Since you didn't describe the problem you're trying to solve, this answer is based only on the F# code you posted. I agree that the functional version is a bit messy, but I believe it could be clearer. I don't really understand the nested for loop in your imperative solution:
for increment_index in {1..4} do
current <- current + increment
total <- total + current
You're not using the increment_index for anything, so you could just multiply increment and current by four and get the same result:
total <- total + 4*current + 10*increment
current <- current + 4*increment
Then your imperative solution becomes:
let mutable total = 0
let mutable increment = 2
let mutable current = 1
for spiral_layer_index in {1..(dimensions- 1) / 2} do
total <- total + 4*current + 10*increment
current <- current + 4*increment
increment <- increment + 2
total
If you rewrite this to a recursive function, it becomes just:
let rec loop index (total, current, increment) =
if index > (dimensions - 1) / 2 then total
else loop (index + 1) ( total + 4*current + 10*increment,
current + 4*increment, increment + 2 )
let total = loop 1 (0, 2, 1)
The same thing could be also written using Seq.fold like this (this is even more "functional", because in functional programming, you use recursion only to implement basic functions, like fold that can then be re-used):
let total, _, _=
{1 .. (dimensions - 1) / 2} |> Seq.fold (fun (total, current, increment) _ ->
(total + 4*current + 10*increment, current + 4 * increment, increment + 2)) (0, 1, 2)

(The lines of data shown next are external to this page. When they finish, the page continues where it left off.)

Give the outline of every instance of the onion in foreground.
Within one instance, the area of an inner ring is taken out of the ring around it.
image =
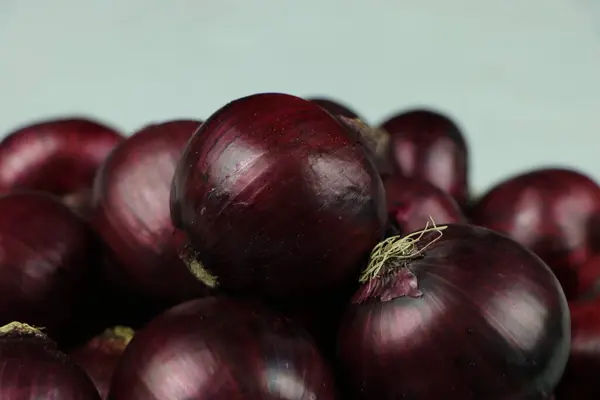
[[[358,276],[383,234],[385,199],[356,132],[314,103],[267,93],[227,104],[194,134],[171,217],[208,285],[305,299]]]
[[[0,327],[0,399],[100,400],[88,376],[40,330]]]
[[[343,318],[356,399],[547,399],[569,355],[569,310],[532,252],[470,225],[378,245]]]
[[[307,334],[249,301],[207,297],[136,333],[111,400],[333,400],[331,371]]]
[[[348,108],[348,106],[343,105],[339,101],[324,97],[314,97],[309,100],[335,117],[342,115],[348,118],[359,118],[355,111],[351,110]]]
[[[117,363],[134,334],[131,328],[116,326],[69,352],[69,358],[85,370],[102,399],[108,396]]]

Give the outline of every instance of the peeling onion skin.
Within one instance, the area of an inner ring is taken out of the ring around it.
[[[94,384],[37,331],[0,334],[0,399],[100,400]]]
[[[276,93],[235,100],[194,134],[171,216],[222,290],[296,299],[355,279],[386,219],[358,135]]]
[[[175,120],[146,126],[117,146],[96,176],[90,221],[109,248],[108,279],[157,307],[207,292],[179,257],[181,234],[169,210],[177,161],[200,125]]]
[[[43,192],[0,197],[0,324],[24,321],[63,339],[97,273],[86,223]]]
[[[471,222],[533,250],[573,299],[580,267],[600,250],[600,187],[575,170],[527,172],[490,189],[473,207]]]
[[[0,193],[32,189],[65,196],[89,189],[98,166],[122,140],[115,129],[87,118],[21,127],[0,142]]]
[[[450,195],[419,178],[391,175],[383,178],[388,218],[403,234],[438,225],[466,223],[462,210]]]
[[[337,117],[339,115],[343,115],[344,117],[348,118],[360,118],[356,112],[354,112],[353,110],[351,110],[350,108],[341,104],[338,101],[327,99],[324,97],[311,98],[309,99],[309,101],[317,104],[319,107],[321,107],[333,116]]]
[[[138,331],[110,400],[333,400],[332,373],[312,339],[248,300],[180,304]]]
[[[417,246],[427,245],[406,267],[361,286],[348,306],[338,337],[348,398],[549,398],[570,340],[550,269],[508,237],[471,225],[425,233]]]
[[[395,173],[426,180],[452,196],[461,208],[469,201],[467,143],[458,126],[436,111],[398,114],[381,128],[390,134]]]

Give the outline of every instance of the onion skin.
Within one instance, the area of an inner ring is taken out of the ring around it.
[[[547,399],[570,339],[550,269],[471,225],[430,228],[415,250],[361,286],[346,310],[338,349],[349,398]]]
[[[571,309],[571,355],[556,389],[557,400],[600,398],[600,299],[576,301]]]
[[[441,189],[418,178],[401,175],[383,178],[388,218],[402,234],[425,228],[431,223],[466,223],[456,201]]]
[[[458,126],[432,110],[398,114],[381,128],[390,136],[390,163],[397,174],[417,177],[452,196],[461,208],[469,200],[468,148]]]
[[[276,93],[233,101],[194,134],[171,216],[217,287],[295,299],[355,279],[386,219],[358,135],[316,104]]]
[[[330,113],[333,116],[337,117],[337,116],[342,115],[342,116],[348,117],[348,118],[360,118],[356,112],[354,112],[353,110],[351,110],[350,108],[341,104],[338,101],[335,101],[332,99],[326,99],[323,97],[311,98],[311,99],[309,99],[309,101],[317,104],[319,107],[321,107],[322,109],[324,109],[325,111],[327,111],[328,113]]]
[[[157,306],[207,292],[179,257],[181,234],[169,210],[177,161],[200,125],[175,120],[144,127],[115,148],[94,185],[90,221],[114,261],[106,263],[109,280]]]
[[[64,196],[89,189],[122,140],[113,128],[86,118],[21,127],[0,142],[0,193],[31,189]]]
[[[86,223],[52,195],[0,197],[0,324],[42,326],[62,339],[96,274]]]
[[[111,400],[330,400],[331,371],[306,333],[249,301],[180,304],[133,338]]]
[[[131,328],[107,329],[85,345],[69,352],[69,358],[85,370],[102,399],[106,399],[117,363],[133,338]]]
[[[574,170],[534,170],[493,187],[471,221],[533,250],[573,299],[580,294],[578,270],[600,243],[600,187]]]
[[[41,331],[22,324],[0,331],[2,400],[100,400],[85,372]]]

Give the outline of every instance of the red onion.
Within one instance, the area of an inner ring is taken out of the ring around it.
[[[600,398],[600,299],[569,304],[571,356],[556,390],[558,400]]]
[[[36,328],[0,328],[0,399],[100,400],[94,384]]]
[[[329,400],[331,372],[310,337],[249,301],[180,304],[136,333],[111,400]]]
[[[600,294],[600,254],[596,254],[577,268],[577,289],[575,296],[578,299],[590,300]]]
[[[21,127],[0,142],[0,193],[35,189],[76,197],[91,188],[96,169],[122,138],[114,129],[85,118]]]
[[[471,220],[509,235],[552,268],[567,298],[578,295],[578,269],[597,250],[600,187],[569,169],[539,169],[499,183]]]
[[[456,124],[430,110],[412,110],[385,121],[397,173],[424,179],[465,207],[469,197],[467,143]]]
[[[355,279],[385,224],[383,185],[358,135],[285,94],[229,103],[179,162],[171,215],[199,279],[307,298]]]
[[[359,118],[356,112],[338,101],[326,99],[324,97],[315,97],[309,100],[334,116],[343,115],[348,118]]]
[[[87,372],[102,399],[108,396],[117,363],[134,333],[131,328],[116,326],[69,353],[71,360]]]
[[[431,183],[400,175],[383,179],[388,216],[406,234],[423,229],[432,219],[439,224],[465,223],[452,197]]]
[[[373,250],[339,334],[356,399],[547,399],[569,354],[569,311],[532,252],[471,225]]]
[[[175,167],[199,121],[149,125],[115,148],[100,167],[90,220],[108,245],[112,281],[129,293],[174,305],[206,292],[178,256],[170,219]]]
[[[94,276],[87,225],[57,198],[15,192],[0,197],[0,324],[68,330]]]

NOTE: I'm not sure if this actually implements what you want. It is just a simplification of your imperative solution and then rewrite of that using a recursive function...
In fact, this is Project Euler Problem 28 and my F# solution circa November 21, 2011 is quite similar to one suggested in Tomas' answer:
let problem028 () =
[1..500]
|> List.fold (fun (accum, last) n ->
(accum + 4*last + 20*n, last + 8*n)) (1,1)
|> fst
Indeed, solution of the original problem takes just one-liner simple fold over the list of all involved squares with corners at diagonal nodes while threading through the accumulated sum and value of current diagonal element. Folding is one of the major idioms of functional programming; there is a great classic paper A tutorial on the universality and expressiveness of fold that covers many important facets of this core pattern.